Ishan Pandey: The parent organization of Facebook, Meta, is seeking deeper compatibility with blockchain technology. Do you think we are fast approaching mass adoption of Blockchain technology across all sectors?
Harjyot Singh: As we’ve already mentioned, yes: the mass adoption of blockchain technology is fast approaching. The dynamics of our world are changing. Blockchain provides a solution to a problem that has only really recently become apparent to most people. Companies and governments will naturally want to get ahead of this and establish their first-mover position.
That said, there’s more exciting things happening in the blockchain space than Facebook; the WhatsApp currency Novi has received little interest. These companies are looking to capitalize on the momentum that’s already been built. HP & Dell tried to capitalize on Web 2.0 but weren’t key to its success. It’ll be the same story here. I am interested in how companies from developing nations are building blockchain-based infrastructure and products that are getting mass adoption in their locale.

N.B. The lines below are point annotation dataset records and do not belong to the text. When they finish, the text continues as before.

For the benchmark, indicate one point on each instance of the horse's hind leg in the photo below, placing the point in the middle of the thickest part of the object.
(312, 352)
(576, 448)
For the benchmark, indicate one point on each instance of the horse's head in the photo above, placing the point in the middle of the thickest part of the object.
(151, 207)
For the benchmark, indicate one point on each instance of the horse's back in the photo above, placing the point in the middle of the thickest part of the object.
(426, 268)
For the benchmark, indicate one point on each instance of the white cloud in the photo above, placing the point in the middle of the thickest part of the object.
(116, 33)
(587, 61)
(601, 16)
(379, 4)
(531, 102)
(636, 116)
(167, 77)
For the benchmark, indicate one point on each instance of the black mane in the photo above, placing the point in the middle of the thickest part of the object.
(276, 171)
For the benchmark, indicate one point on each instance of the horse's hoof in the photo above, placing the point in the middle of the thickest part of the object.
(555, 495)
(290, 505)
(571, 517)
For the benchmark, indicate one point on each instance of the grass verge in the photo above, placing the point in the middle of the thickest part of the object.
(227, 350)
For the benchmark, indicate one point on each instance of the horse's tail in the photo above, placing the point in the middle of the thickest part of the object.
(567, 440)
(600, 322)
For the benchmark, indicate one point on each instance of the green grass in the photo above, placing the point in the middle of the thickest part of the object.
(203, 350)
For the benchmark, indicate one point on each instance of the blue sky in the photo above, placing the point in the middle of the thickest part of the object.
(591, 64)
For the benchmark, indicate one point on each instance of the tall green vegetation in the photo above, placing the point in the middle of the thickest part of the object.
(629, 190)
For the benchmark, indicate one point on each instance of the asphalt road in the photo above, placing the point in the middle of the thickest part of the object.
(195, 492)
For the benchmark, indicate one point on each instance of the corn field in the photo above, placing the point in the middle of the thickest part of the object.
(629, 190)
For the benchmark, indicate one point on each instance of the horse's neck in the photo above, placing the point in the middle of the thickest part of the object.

Interest from big-name technology companies may legitimize the technology in the eyes of a few, but the train towards mass adoption has already left the station, so to speak.
Ishan Pandey: What new trends are we going to witness within the crypto ecosystem, especially in the post-covid-19 era?
Harjyot Singh: With the increasing capability of Layer-1s, more attention will switch to solutions that deliver real-world use cases and usability. That’s what we’re excited about with the Protocol; it’s already one of the most used blockchain technologies in terms of users interacting with supported applications, operating across multiple L1s, and we’ve only really just begun our mission to bring the world’s work on-chain. With the worst of the pandemic behind us, there’s now an opportunity to bring blockchain-based solutions to the mainstream and realize new ways of working, exchanging, and generally interacting that reflect our post-Covid needs.
Disclaimer: The purpose of this article is to remove informational asymmetry existing today in our digital markets by performing due diligence, asking the right questions, and equipping readers with better opinions to make informed decisions.